Warum beliefert die Apotheke nicht?

von Olaf Bessel am 22.09.2020 um 10:04 Uhr

Mir stellt sich beim Lesen des Artikels die Frage, warum denn die erste Apotheke nicht beliefert? Kann sie nicht (weil das Medikament im Sortiment nicht vorrätig ist) oder will sie nicht, weil sie Teleclinik-Rezepte pauschal boykottiert?
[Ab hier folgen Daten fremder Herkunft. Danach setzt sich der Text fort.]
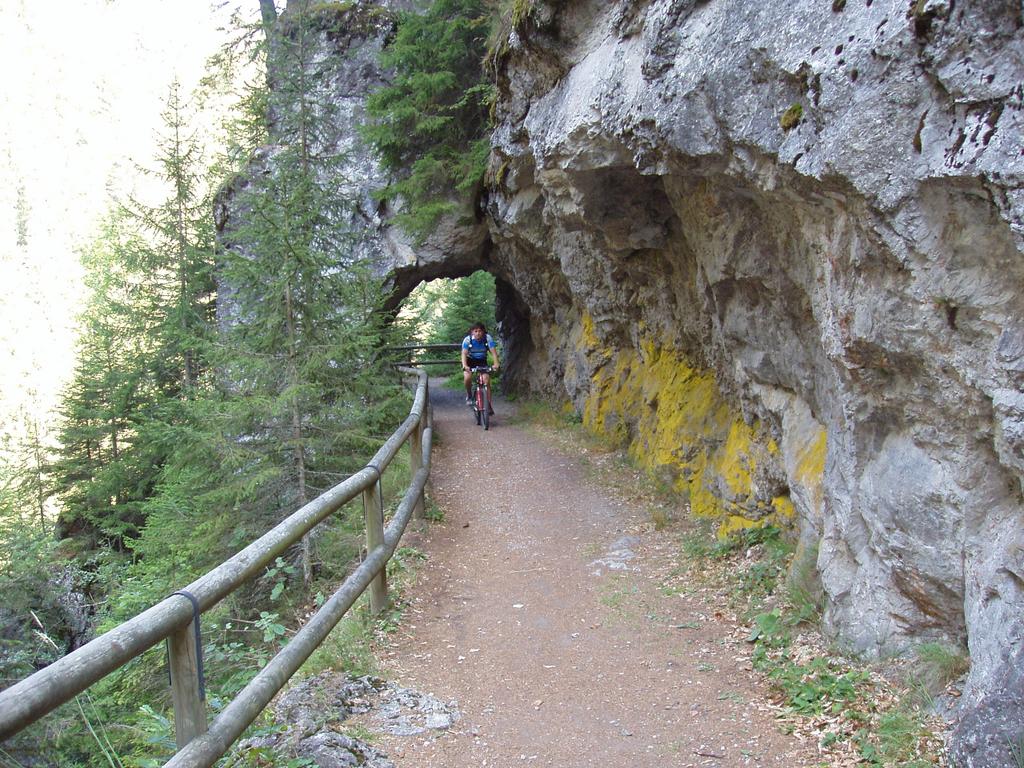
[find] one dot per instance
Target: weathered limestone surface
(819, 323)
(853, 287)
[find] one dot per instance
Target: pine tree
(298, 389)
(99, 476)
(431, 124)
(142, 346)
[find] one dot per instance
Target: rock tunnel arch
(511, 310)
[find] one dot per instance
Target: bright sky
(80, 102)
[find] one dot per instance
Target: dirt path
(543, 610)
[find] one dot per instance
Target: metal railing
(176, 617)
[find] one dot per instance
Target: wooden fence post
(416, 459)
(189, 712)
(375, 538)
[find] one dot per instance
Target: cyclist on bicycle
(474, 354)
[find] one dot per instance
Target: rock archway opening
(440, 308)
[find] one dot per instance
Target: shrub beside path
(544, 610)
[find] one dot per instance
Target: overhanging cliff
(777, 249)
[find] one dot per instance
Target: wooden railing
(176, 617)
(428, 347)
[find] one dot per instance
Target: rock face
(777, 249)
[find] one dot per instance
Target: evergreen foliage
(211, 397)
(465, 302)
(431, 125)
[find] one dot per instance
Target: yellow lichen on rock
(675, 422)
(810, 470)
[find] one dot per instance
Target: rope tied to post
(199, 643)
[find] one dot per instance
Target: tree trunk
(298, 453)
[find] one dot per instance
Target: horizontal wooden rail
(415, 364)
(42, 692)
(413, 347)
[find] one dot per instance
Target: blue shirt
(477, 349)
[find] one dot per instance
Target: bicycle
(481, 396)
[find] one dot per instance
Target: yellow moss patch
(673, 419)
(810, 469)
(734, 523)
(783, 507)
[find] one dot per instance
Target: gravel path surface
(542, 611)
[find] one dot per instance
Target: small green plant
(273, 632)
(279, 576)
(936, 666)
(792, 117)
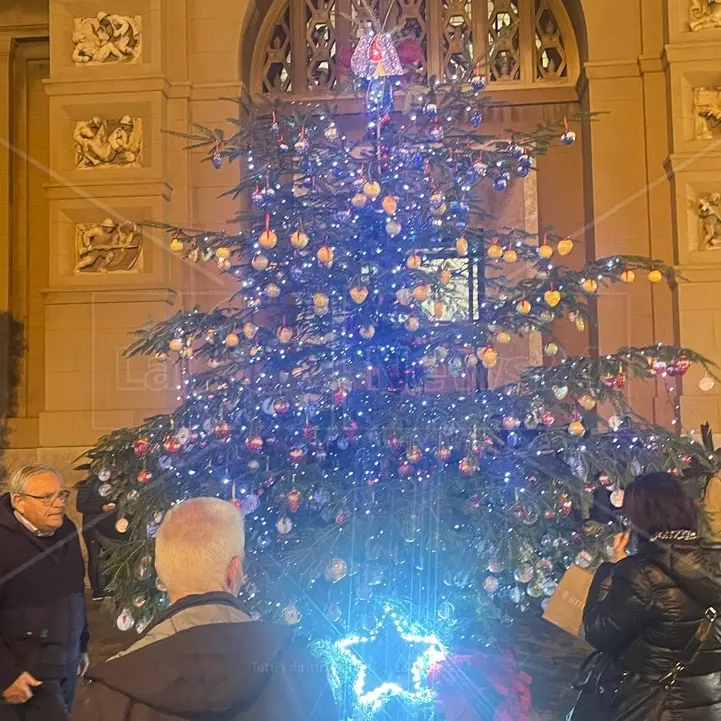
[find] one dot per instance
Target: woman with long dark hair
(652, 613)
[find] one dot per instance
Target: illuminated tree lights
(335, 398)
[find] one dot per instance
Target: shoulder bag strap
(688, 655)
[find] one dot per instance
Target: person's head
(199, 548)
(36, 492)
(656, 503)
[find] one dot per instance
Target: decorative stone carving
(705, 14)
(106, 38)
(101, 143)
(107, 247)
(707, 111)
(709, 211)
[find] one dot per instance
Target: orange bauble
(268, 239)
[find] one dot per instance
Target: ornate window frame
(526, 46)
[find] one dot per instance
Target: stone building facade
(88, 87)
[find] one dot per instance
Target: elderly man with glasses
(43, 622)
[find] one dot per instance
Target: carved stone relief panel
(709, 212)
(107, 247)
(705, 14)
(707, 112)
(106, 38)
(108, 143)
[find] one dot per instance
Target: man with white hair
(205, 658)
(43, 624)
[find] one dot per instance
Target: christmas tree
(372, 491)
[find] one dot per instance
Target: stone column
(692, 59)
(629, 187)
(110, 169)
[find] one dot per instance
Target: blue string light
(370, 700)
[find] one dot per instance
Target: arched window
(522, 44)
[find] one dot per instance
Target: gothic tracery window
(304, 45)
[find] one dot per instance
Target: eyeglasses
(47, 499)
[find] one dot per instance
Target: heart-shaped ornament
(560, 392)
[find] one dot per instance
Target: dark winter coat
(43, 625)
(206, 660)
(90, 503)
(640, 615)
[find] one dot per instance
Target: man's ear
(236, 575)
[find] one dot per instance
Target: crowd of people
(650, 613)
(203, 659)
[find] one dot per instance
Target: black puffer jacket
(43, 626)
(640, 615)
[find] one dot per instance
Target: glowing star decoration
(416, 692)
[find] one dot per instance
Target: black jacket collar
(217, 598)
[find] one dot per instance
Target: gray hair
(19, 479)
(196, 543)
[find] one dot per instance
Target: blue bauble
(436, 133)
(501, 182)
(516, 150)
(479, 169)
(478, 82)
(524, 166)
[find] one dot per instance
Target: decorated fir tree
(307, 399)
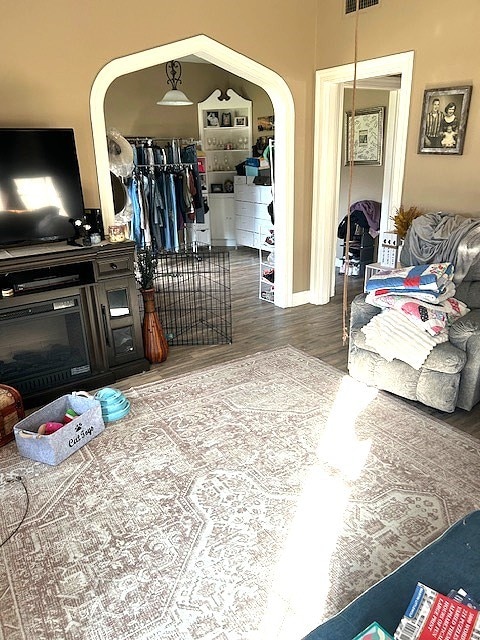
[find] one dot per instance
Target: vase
(155, 345)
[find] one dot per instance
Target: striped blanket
(393, 335)
(408, 329)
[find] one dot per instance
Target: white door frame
(282, 100)
(329, 85)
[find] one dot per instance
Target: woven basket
(11, 412)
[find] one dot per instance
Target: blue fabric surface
(450, 562)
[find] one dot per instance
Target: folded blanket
(393, 336)
(432, 318)
(424, 277)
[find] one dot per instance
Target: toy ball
(69, 416)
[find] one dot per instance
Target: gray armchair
(449, 377)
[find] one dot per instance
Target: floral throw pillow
(433, 318)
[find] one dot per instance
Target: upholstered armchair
(449, 377)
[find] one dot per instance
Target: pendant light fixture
(174, 97)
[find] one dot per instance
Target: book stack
(433, 616)
(374, 632)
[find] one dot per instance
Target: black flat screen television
(41, 196)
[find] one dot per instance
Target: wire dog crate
(193, 297)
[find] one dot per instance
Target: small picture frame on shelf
(212, 119)
(226, 119)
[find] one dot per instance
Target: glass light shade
(174, 98)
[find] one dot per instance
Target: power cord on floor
(18, 479)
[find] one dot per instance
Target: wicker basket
(11, 412)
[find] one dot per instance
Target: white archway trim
(327, 157)
(282, 100)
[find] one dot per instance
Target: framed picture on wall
(444, 120)
(366, 132)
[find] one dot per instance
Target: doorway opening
(282, 101)
(329, 92)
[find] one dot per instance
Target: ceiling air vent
(351, 5)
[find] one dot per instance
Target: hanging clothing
(165, 191)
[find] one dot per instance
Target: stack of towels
(418, 306)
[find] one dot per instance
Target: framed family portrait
(444, 120)
(367, 136)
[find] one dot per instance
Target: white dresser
(252, 220)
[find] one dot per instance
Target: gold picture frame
(368, 127)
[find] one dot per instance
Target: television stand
(73, 321)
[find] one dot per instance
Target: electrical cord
(18, 479)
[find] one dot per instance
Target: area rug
(247, 501)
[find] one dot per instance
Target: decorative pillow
(433, 318)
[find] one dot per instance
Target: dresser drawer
(243, 208)
(247, 223)
(245, 238)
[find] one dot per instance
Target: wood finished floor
(259, 325)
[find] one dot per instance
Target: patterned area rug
(247, 501)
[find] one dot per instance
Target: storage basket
(54, 448)
(11, 412)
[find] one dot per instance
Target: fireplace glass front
(43, 345)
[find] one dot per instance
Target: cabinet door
(121, 320)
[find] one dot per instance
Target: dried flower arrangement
(404, 218)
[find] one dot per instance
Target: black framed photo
(444, 120)
(367, 136)
(212, 119)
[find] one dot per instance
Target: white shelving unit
(225, 131)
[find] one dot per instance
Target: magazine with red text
(433, 616)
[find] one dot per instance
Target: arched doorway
(282, 100)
» Auf diesen Kommentar antworten | 1 Antwort

AW: Warum beliefert die Apotheke nicht?

von Andreas Michael Grünebaum am 27.09.2020 um 15:57 Uhr

Womöglich, weil sie bei sorgfältiger Betrachtung zur Erkenntnis kam, dass die aktuellen Gesetze und Verordnungen eine Belieferung nicht erlaubten? Nach Rücksprache mit einem Pharmazierat bekamen wir ebenfalls die Antwort, dass auf einem solchen Weg nicht verifiziert werden kann, dass das Rezept ordnungsgemäß ausgestellt wurde oder mehrfach eingelöst werden könnte. Für Kollegen, welche auch ohne weitere Bedenken Fax Rezepte einlösen ist dies dagegen wahrscheinlich kein Argument. Die fragen auch keinen Pharmazeirat, sondern „machen einfach“.

Erfahrungen

von Rolf Lachenmaier am 21.09.2020 um 8:04 Uhr

Auch wenn die Apothekerin in der Presse anonym bleiben will, sollte Sie dringend mit Hrn. Grittmann Kontakt aufnehmen, der gegen die tolle Tele-Klinik (oder nennen wir das Kind beim Namen: der künftigen Doc-Morris-Rezept-Maschine) Klage eingereicht hat.
Allen Beteiligten ist klar, wie das ganze Konstrukt laufen soll, aber wenige unternehmen etwas dagegen.
Wenn die Regierung schläft, kann nur die Justiz einschreiten.

» Auf diesen Kommentar antworten | 1 Antwort

AW: Erfahrungen

von Anita Peter am 21.09.2020 um 8:38 Uhr

Due Regierung schläft nicht, die Regierung will das so. Denn alle Poltiker wissen Bescheid, keiner unternimmt was.